45 Plotting Predictors
# Load in the packages and the data
library(ISLR); library(ggplot2); library(psych); library(caret); data(Wage)
summary(Wage)
## year age maritl race
## Min. :2003 Min. :18.00 1. Never Married: 648 1. White:2480
## 1st Qu.:2004 1st Qu.:33.75 2. Married :2074 2. Black: 293
## Median :2006 Median :42.00 3. Widowed : 19 3. Asian: 190
## Mean :2006 Mean :42.41 4. Divorced : 204 4. Other: 37
## 3rd Qu.:2008 3rd Qu.:51.00 5. Separated : 55
## Max. :2009 Max. :80.00
##
## education region jobclass
## 1. < HS Grad :268 2. Middle Atlantic :3000 1. Industrial :1544
## 2. HS Grad :971 1. New England : 0 2. Information:1456
## 3. Some College :650 3. East North Central: 0
## 4. College Grad :685 4. West North Central: 0
## 5. Advanced Degree:426 5. South Atlantic : 0
## 6. East South Central: 0
## (Other) : 0
## health health_ins logwage wage
## 1. <=Good : 858 1. Yes:2083 Min. :3.000 Min. : 20.09
## 2. >=Very Good:2142 2. No : 917 1st Qu.:4.447 1st Qu.: 85.38
## Median :4.653 Median :104.92
## Mean :4.654 Mean :111.70
## 3rd Qu.:4.857 3rd Qu.:128.68
## Max. :5.763 Max. :318.34
##
# Create the training and the testing sets
inTrain <- createDataPartition(y = Wage$wage, p = 0.7, list = FALSE)
training <- Wage[inTrain,]
testing <- Wage[-inTrain,]
dim(training); dim(testing)
## [1] 2102 11
## [1] 898 11
# Feature plot? Looks like shit though...
featurePlot(x = training[, c("age", "education", "jobclass")], y = training$wage, plot = "pairs")

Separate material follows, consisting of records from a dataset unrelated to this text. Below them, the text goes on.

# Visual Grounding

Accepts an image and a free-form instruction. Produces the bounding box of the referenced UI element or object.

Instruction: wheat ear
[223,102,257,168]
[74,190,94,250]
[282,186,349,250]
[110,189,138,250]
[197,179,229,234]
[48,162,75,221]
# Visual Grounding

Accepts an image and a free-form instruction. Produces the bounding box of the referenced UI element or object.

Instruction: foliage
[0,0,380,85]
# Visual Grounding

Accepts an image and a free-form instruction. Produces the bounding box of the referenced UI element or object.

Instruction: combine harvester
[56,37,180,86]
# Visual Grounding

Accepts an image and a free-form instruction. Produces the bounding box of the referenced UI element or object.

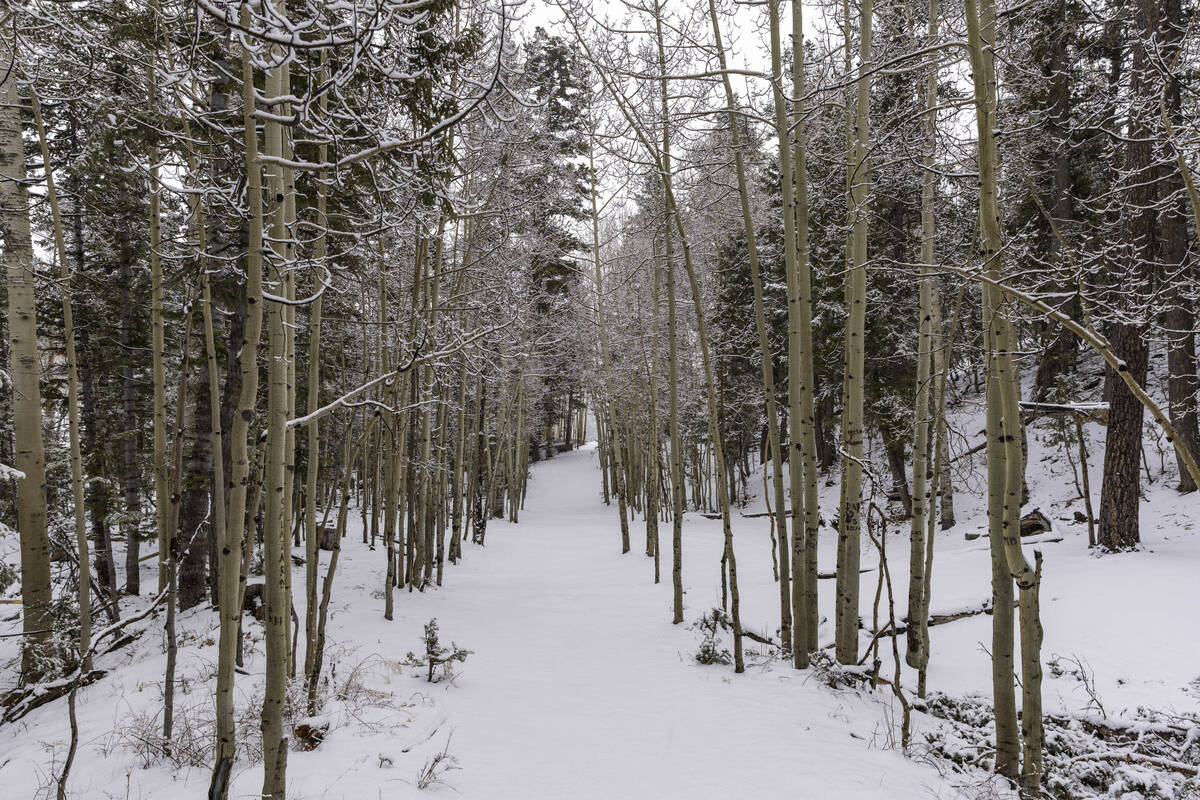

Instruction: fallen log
[0,669,108,723]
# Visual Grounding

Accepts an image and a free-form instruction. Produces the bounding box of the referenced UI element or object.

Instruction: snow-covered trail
[292,450,948,800]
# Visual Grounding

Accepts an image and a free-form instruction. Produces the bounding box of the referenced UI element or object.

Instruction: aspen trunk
[262,21,292,800]
[834,0,874,664]
[708,0,803,650]
[209,26,263,800]
[905,0,937,693]
[965,0,1043,782]
[0,43,53,684]
[29,92,91,672]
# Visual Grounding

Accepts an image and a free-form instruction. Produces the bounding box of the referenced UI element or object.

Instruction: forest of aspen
[0,0,1200,800]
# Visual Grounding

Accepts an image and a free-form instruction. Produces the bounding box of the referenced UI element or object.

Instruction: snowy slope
[0,393,1200,800]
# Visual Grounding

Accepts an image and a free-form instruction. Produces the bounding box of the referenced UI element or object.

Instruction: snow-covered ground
[0,383,1200,800]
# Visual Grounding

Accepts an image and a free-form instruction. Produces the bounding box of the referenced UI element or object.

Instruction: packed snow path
[304,450,948,800]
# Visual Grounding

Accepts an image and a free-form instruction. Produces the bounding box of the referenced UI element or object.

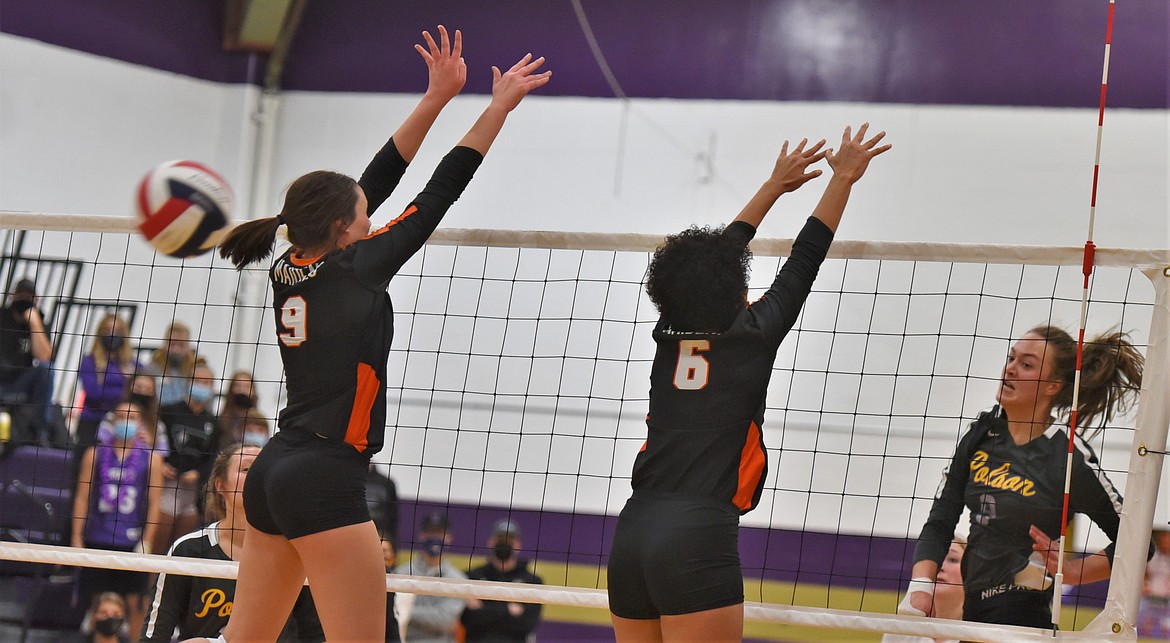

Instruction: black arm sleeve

## `geom_smooth()` using formula 'y ~ x'
## `geom_smooth()` using formula 'y ~ x'
## `geom_smooth()` using formula 'y ~ x'
45.1 Making Factors with the Hmisc
package
An easy way to automate the creation of factor variables with levels is to use the cut2()
function from the Hmisc
package. The ‘g’ argument tells the function how many levels you would like to have in your new factor.
# Load the Hmisc package
library(Hmisc)
# Use the cut2 function to break the data into 3 levels
cutWage <- cut2(training$wage, g = 3)
# Check that this works
table(cutWage)
## cutWage
## [ 20.1, 91.7) [ 91.7,118.9) [118.9,318.3]
## 704 726 672
#
training$cutWage <- cutWage
ggplot(data = training, aes(x = cutWage, y = age, fill = cutWage)) +
geom_boxplot() +
geom_jitter(alpha = 0.15, pch =13, col = 'red') +
xlab("Wage Brackets") +
ylab("Age of Worker") +
ggtitle("Age of Worker vs Wage Braket")
45.1.1 Making Tables
The factor variables created using the cut2()
function can then be used to make tables and proportion tables that are useful for comparing other factors.
##
## cutWage 1. Industrial 2. Information
## [ 20.1, 91.7) 459 245
## [ 91.7,118.9) 375 351
## [118.9,318.3] 265 407
##
## cutWage 1. Industrial 2. Information
## [ 20.1, 91.7) 0.6519886 0.3480114
## [ 91.7,118.9) 0.5165289 0.4834711
## [118.9,318.3] 0.3943452 0.6056548
45.2 Notes
- Only make plots on the training data.
- Need to look out for imbalance in the outcomes / predictors
- Need to look at outliers
- Need to look for groups of points not explained by a predictor
- Need to look for skewed variables.